Russia cuts key rate to 11% despite weak oil and ruble

General view of the Russian Central Bank in Moscow © Sergei Karpukhin
The Central Bank of Russia (CBR) has cut the key interest rate from 11.5 percent to 11.0 percent. Even though there is a slight increase in inflation risks, the CBR says economic growth is a priority. It is the fifth consecutive rate cut this year.

"Major macroeconomic indicators demonstrate further economy cooling.
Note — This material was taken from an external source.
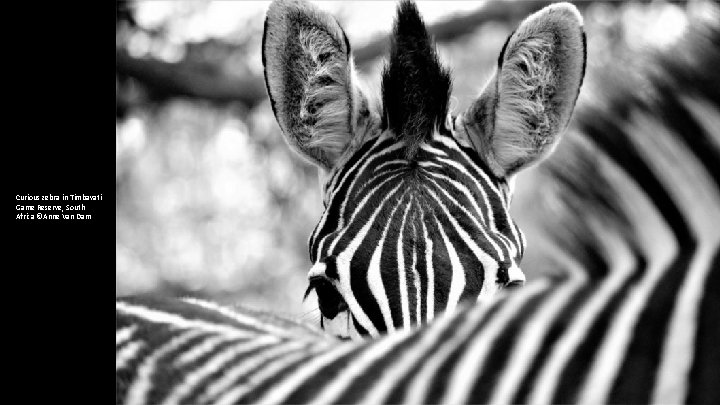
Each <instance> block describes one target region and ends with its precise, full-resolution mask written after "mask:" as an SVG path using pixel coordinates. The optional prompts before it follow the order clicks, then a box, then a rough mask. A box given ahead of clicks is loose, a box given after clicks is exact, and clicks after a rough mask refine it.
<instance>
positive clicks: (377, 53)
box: [13, 0, 720, 405]
mask: <svg viewBox="0 0 720 405" xmlns="http://www.w3.org/2000/svg"><path fill="white" fill-rule="evenodd" d="M115 6H116V7H115V41H116V42H115V90H116V92H115V134H116V135H115V145H114V146H115V187H114V195H113V193H112V192H108V191H105V192H101V191H98V190H100V189H99V188H93V187H74V188H71V187H65V188H62V187H61V188H60V189H59V190H49V189H47V190H41V191H37V190H36V191H23V190H21V189H18V190H13V191H14V193H15V194H16V195H15V200H16V201H15V204H16V206H15V207H16V208H15V216H16V218H15V224H16V226H20V227H24V228H26V229H30V230H31V231H32V229H33V228H32V226H33V224H38V223H42V224H43V225H44V226H50V227H53V228H57V229H64V228H63V227H74V229H75V228H80V229H89V228H88V227H89V226H91V224H92V223H93V221H98V220H99V219H100V218H102V217H103V212H104V211H101V210H100V209H99V208H98V207H100V206H106V205H108V204H109V205H110V206H112V204H113V199H114V212H112V211H110V212H109V213H108V215H109V216H110V217H109V221H108V223H109V225H108V226H109V228H111V229H112V214H113V213H114V217H115V221H114V235H115V243H114V245H115V256H114V263H115V297H116V304H115V310H116V324H115V326H116V335H115V353H116V363H115V376H116V378H115V401H116V404H126V405H154V404H165V405H172V404H218V405H220V404H224V405H230V404H240V403H243V404H245V403H247V404H310V403H312V404H349V403H363V404H400V403H403V404H453V405H454V404H500V405H503V404H519V403H532V404H575V403H578V404H685V403H687V404H718V403H720V4H719V3H718V2H716V1H711V0H692V1H680V2H676V1H661V0H653V1H627V2H620V1H574V2H556V1H540V0H477V1H469V0H466V1H427V0H416V1H412V0H397V1H390V0H388V1H355V0H353V1H311V0H274V1H237V0H235V1H230V0H192V1H169V0H126V1H116V3H115ZM103 42H104V41H103ZM103 80H104V78H103ZM106 115H107V114H106ZM103 121H104V119H103ZM109 148H112V145H110V146H109ZM108 152H111V151H108ZM105 156H107V158H105V160H107V159H111V155H110V153H106V154H105ZM108 186H109V188H112V184H109V185H108ZM105 190H107V189H105ZM112 233H113V232H112V231H110V232H109V234H112ZM88 236H89V237H92V236H90V235H88ZM98 237H100V236H98ZM110 243H111V241H110ZM106 256H110V258H111V257H112V256H111V254H110V255H106ZM106 258H107V257H106ZM110 263H111V264H112V261H111V262H110ZM106 270H107V269H106ZM98 272H99V273H105V272H106V271H105V270H102V271H100V270H99V271H98ZM103 295H104V294H103ZM106 316H107V314H105V313H100V315H93V317H94V318H93V319H99V318H98V317H102V318H106ZM97 336H98V339H100V337H99V334H98V335H97ZM100 340H102V339H100Z"/></svg>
The Bank of Russia estimates GDP decrease in 2015 Q2 compared with the similar quarter last year to be more significant than that in Q1 2015," the Central Bank of Russia (CBR) said in a statement Friday.

The regulator expects consumer price rises will continue to slow amid slack domestic demand.

“Annual inflation will fall below 7 percent in July 2016 and reach the 4 percent target in 2017. The Bank of Russia will further decide on its key rate depending on the balance of inflation risks and risks of the economy cooling,” CBR added.

The Russian ruble continued its decline on Friday following the Central Bank’s rate cut decision, trading at 61.09 against the dollar and 67.72 against the euro on the Moscow Exchange at 17:37 MSK.

READ MORE: Ruble tumbles before Central Bank key rate decision

While helping balance the effect of falling oil prices on the Russian budget, the weaker ruble means more expensive imported goods.

The regulator also said that “the economic situation in Russia will further depend on the dynamics of world energy prices and the economy’s ability to adapt to external shocks”. The scenario of oil prices remaining below $60 per barrel for a long time is more probable than it was in June, the bank added.

The next rate setting meeting of the Bank of Russia Board of Directors is scheduled for 11 September 2015.

In June, the Central Bank of Russia cut the key interest rate from 12.5 to 11.5 percent, citing lowering inflation risks as the economy was cooling. The bank then predicted annual inflation by June 2016 would be under 7 percent and would reach the 4 percent target in 2017. It also said that it would continue to cut the interest rate as inflation continued to slow down.

In December the Central Bank hiked the key interest rate to 17 percent in an attempt to curb inflation risks and ruble depreciation. The measure only temporarily calmed the ruble which then lost more than 20 percent, with one dollar buying 80 rubles on the day.

The Russian currency rebounded in the first quarter of this year to an average of 55 against the greenback. This week the ruble fell to a 4-month low, trading at 60 against the dollar and 66.5 against the euro. The currency weakened due to falling oil prices and the stock market crisis in China.